1 Putting it all Together - The VDRA Workflow

The purpose of this vignette is to help you when you are ready to run a Vertically Distributed Regression Analysis, either on your own machine to play with the code or as part of a true statistical analysis where multiple parties are contributing sensitive or private data. The list below is a good guide to follow and points out where you can find further details in each vignette.

  1. Decide who is involved in the analysis and which parties will contribute which data. Decide which variables will be used from each party. Decide which records will be used in the analysis. Decide how to sort the records so that records from each part will align (VDRA assumes that each individual row number of the data contributed by each party corresponds to the same individual / record). Decide what regression will be performed: linear, logistic, or Cox. Decide on response variables.

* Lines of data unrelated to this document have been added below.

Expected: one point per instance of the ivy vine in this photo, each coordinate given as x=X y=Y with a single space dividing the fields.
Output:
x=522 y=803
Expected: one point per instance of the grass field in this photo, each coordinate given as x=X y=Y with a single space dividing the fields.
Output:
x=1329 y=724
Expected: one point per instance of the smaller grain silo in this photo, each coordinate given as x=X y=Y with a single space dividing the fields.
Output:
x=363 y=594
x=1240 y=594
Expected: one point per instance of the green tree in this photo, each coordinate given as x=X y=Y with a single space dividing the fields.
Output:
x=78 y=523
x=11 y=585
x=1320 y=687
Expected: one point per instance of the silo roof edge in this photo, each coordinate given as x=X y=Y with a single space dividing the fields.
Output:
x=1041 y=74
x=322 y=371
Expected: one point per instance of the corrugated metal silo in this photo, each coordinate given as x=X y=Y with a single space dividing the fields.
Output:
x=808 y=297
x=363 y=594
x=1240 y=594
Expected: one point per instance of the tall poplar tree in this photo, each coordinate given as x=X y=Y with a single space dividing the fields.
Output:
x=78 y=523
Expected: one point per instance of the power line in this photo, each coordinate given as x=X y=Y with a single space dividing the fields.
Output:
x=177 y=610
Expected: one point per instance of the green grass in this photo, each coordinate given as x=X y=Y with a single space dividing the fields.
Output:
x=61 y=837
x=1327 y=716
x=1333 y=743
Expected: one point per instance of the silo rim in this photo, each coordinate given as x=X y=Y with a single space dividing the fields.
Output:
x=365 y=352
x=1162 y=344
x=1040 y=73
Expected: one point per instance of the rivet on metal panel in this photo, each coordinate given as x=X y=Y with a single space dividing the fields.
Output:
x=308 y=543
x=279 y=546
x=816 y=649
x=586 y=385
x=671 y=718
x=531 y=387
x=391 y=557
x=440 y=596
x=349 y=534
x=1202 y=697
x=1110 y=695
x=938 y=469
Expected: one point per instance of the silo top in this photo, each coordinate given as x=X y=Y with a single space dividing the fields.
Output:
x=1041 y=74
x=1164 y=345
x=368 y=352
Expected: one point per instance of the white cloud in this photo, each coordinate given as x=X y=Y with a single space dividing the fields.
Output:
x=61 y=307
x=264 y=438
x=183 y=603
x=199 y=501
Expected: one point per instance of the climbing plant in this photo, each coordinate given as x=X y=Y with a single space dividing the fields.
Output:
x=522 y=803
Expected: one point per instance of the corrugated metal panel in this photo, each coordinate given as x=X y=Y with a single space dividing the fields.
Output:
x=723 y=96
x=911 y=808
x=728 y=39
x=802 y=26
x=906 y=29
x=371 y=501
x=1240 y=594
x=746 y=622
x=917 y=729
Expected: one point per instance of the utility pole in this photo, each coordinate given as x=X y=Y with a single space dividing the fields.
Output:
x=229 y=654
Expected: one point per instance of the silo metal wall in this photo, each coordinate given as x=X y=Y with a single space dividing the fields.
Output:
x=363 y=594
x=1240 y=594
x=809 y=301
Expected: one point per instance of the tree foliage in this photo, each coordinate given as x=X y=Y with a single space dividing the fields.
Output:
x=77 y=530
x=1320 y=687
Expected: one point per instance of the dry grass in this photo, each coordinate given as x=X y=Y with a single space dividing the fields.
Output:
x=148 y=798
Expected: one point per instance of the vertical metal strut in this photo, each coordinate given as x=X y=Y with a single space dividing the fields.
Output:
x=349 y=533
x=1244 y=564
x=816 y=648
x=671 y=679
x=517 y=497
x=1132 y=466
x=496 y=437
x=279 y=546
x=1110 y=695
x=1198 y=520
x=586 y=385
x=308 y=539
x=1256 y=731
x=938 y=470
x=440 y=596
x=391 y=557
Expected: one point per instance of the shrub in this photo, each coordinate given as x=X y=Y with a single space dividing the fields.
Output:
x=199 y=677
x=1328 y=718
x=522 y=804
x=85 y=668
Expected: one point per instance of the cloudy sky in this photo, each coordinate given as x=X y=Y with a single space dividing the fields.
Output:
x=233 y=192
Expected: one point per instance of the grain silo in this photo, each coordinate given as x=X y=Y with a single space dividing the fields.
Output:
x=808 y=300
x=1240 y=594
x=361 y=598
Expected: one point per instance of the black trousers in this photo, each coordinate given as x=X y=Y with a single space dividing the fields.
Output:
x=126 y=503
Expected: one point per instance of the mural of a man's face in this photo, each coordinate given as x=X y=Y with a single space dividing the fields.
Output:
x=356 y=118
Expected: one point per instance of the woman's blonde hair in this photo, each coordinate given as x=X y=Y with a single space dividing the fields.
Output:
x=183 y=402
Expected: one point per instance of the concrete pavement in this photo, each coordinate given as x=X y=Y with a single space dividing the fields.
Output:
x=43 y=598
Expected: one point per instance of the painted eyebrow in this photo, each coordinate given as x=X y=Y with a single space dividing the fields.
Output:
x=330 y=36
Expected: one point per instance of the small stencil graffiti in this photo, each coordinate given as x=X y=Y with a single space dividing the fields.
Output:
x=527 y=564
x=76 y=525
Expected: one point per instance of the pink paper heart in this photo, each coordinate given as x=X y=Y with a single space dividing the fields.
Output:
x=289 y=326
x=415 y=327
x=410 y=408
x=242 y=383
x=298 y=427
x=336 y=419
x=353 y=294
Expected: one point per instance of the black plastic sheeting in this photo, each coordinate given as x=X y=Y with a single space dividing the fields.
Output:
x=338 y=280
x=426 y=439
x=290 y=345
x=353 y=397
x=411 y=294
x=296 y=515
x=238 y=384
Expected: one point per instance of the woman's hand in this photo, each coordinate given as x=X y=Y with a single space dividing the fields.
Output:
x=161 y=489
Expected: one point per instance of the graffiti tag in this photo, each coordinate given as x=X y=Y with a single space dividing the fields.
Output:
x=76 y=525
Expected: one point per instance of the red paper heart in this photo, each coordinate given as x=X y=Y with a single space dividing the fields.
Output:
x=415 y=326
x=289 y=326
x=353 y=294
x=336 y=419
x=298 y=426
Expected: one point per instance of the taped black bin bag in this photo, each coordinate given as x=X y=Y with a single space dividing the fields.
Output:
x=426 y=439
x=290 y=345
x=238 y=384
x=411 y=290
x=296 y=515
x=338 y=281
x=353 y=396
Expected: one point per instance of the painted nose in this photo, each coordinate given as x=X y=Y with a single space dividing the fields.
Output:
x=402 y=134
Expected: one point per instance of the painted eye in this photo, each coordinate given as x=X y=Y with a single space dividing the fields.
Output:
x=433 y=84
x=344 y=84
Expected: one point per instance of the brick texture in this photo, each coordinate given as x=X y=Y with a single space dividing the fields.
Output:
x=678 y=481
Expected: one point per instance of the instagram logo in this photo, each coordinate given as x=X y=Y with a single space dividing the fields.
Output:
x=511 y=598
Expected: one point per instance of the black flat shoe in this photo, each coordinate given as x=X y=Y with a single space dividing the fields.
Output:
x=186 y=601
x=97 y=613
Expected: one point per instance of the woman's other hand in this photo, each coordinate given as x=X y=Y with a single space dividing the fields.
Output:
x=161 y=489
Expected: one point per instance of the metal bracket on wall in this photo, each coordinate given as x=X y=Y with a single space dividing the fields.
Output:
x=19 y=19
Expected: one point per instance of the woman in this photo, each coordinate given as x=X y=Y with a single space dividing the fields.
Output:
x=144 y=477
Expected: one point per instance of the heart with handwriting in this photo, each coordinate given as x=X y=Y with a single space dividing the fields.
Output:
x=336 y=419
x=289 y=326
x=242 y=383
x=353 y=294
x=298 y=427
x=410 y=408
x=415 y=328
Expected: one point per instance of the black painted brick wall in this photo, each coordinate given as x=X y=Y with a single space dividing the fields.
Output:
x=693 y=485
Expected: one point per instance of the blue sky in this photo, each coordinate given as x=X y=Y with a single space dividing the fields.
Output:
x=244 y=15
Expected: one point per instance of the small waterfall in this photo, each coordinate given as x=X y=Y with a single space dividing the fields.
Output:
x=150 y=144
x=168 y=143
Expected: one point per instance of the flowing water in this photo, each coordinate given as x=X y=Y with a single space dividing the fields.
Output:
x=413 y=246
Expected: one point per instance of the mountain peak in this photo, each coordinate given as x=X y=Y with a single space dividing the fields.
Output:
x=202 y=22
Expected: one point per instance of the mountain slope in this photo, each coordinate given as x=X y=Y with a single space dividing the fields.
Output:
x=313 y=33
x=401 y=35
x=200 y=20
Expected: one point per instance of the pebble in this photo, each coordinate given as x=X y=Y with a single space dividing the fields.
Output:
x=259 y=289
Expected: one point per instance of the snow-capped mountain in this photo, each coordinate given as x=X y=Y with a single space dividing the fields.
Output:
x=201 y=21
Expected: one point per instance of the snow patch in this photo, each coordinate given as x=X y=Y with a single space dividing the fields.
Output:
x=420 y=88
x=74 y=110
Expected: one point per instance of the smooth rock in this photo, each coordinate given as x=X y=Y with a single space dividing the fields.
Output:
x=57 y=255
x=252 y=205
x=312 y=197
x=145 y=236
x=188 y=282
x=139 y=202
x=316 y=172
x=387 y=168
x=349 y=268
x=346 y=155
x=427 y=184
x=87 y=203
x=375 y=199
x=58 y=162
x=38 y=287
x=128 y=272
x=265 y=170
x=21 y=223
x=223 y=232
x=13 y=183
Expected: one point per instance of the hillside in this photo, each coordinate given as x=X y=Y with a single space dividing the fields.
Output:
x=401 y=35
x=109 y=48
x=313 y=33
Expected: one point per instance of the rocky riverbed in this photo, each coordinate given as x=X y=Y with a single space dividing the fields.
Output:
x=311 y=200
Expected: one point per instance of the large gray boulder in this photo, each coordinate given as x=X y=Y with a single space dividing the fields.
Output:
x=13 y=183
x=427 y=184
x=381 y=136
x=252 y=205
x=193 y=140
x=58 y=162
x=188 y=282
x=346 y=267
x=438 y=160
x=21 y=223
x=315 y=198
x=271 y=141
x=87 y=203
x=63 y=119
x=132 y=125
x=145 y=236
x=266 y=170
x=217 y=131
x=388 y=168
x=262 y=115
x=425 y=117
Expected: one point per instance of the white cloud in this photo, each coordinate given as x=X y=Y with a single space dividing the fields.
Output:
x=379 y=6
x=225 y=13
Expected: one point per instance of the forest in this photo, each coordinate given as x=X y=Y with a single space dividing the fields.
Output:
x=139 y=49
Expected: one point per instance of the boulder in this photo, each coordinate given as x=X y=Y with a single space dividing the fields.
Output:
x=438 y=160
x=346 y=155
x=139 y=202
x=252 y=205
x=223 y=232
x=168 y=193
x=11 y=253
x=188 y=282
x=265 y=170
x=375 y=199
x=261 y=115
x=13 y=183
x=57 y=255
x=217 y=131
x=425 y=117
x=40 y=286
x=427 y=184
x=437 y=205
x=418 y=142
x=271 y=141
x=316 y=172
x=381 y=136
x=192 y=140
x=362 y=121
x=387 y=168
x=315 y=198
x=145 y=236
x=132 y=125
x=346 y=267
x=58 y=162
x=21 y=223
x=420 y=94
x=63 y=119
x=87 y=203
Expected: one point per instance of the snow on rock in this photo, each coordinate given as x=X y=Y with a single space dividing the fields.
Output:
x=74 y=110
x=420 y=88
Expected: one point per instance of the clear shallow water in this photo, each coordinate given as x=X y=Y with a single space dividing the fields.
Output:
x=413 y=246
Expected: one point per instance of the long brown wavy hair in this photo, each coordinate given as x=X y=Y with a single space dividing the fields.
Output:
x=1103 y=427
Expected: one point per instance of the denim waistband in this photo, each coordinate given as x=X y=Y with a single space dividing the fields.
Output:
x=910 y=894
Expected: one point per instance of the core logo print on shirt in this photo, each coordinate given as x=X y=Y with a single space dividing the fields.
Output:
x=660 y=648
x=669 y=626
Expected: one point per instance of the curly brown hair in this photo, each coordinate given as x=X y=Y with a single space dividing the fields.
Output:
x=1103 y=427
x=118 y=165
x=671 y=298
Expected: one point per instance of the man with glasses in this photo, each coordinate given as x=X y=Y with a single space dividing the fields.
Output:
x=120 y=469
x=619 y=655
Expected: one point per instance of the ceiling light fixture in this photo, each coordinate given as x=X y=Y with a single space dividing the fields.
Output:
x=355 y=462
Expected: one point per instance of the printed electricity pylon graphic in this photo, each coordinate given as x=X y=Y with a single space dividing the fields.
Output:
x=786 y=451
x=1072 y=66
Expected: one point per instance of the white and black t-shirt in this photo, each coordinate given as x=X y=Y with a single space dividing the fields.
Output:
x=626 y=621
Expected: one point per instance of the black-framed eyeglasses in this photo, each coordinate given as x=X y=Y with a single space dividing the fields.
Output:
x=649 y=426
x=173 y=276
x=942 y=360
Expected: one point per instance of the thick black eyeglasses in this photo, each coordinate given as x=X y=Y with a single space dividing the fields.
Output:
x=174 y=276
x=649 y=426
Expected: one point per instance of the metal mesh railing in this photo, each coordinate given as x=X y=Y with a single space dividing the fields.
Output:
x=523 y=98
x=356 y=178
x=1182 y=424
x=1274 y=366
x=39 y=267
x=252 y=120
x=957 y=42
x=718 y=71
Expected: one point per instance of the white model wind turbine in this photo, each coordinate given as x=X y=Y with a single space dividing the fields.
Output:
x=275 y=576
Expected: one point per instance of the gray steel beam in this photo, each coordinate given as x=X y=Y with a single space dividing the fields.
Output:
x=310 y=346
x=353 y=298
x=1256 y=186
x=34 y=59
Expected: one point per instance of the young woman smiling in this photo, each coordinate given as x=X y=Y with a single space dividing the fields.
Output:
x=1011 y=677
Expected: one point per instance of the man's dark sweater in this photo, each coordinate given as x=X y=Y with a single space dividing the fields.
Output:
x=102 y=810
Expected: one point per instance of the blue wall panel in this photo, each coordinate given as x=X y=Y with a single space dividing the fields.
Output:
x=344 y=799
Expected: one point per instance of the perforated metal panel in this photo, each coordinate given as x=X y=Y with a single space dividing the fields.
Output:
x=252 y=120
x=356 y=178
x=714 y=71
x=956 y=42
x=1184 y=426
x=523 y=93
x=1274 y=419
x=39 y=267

  2. Set up the DataMarts as outlined in the vignette “How to use the VDRA Package with PopMedNet.” Each data partner should have a fixed Datamart that is assigned to them and only them, and that Datamart should be used only by them in any regression. Data partners should not have access to the datamarts of other data partners.

  3. The analysis center should create the R scripts for each Data Partner as outlined in the vignette “An Outline to the VDRA Package.” The scripts should zipped into a single file

  4. The Analysis Center should create the VDRA request as outlined in “How to use the VDRA Package with PopMedNet.” As part of this, the Analysis Center should upload the zipped scripts.

  5. Each Data Partner and the Analysis Center should run the DataMart Client on each computer which will be used in the computation. If you are running all parties on a single machine to test this out, you just need to run one instance of the DMC. After a breif wait, the DMC should indicate that the request has been received and unpacked into the appropriate directory.

  6. Before running the appropriate script, each party should check that the directories in the script are correct, and should make any changes as needed.Each Party runs the appropriate script. If you are running all parties on a single computer, each script should be run in a separate session of R.

  7. Each party should run the appropriate script. If everything is set up correctly, then the computation proceed normally on its own. If something doesn’t work quite right, see the section on Troubleshooting.

2 Troubleshooting

  1. If it seems it is taking an inordinately long time for files to arrive at the desitnation, have all parties restart DMC. Sometimes (rarely) the DMC freezes.

  2. Check the directories. Are the files being dropped by the DMC where they should be? Does the Monitor Folder for the script for each data partner / analysis center agree with the monitor folder for that data partner as defined in the DMC?

  3. Are the trigger files set up correctly in the DMC? See the vignette “How to Use the VDRA Package with PopMedNet.”

  4. Is the program exiting prematurely? Read the error message. We tried to be clear on what the problem was.

  5. If you tried everything and still can figure it out, send in a request for assistance.

  6. File a bug report. While a lot of effort has gone into testing this package, as with any piece of software, unforeseen circumstances can cause unaticpated errors.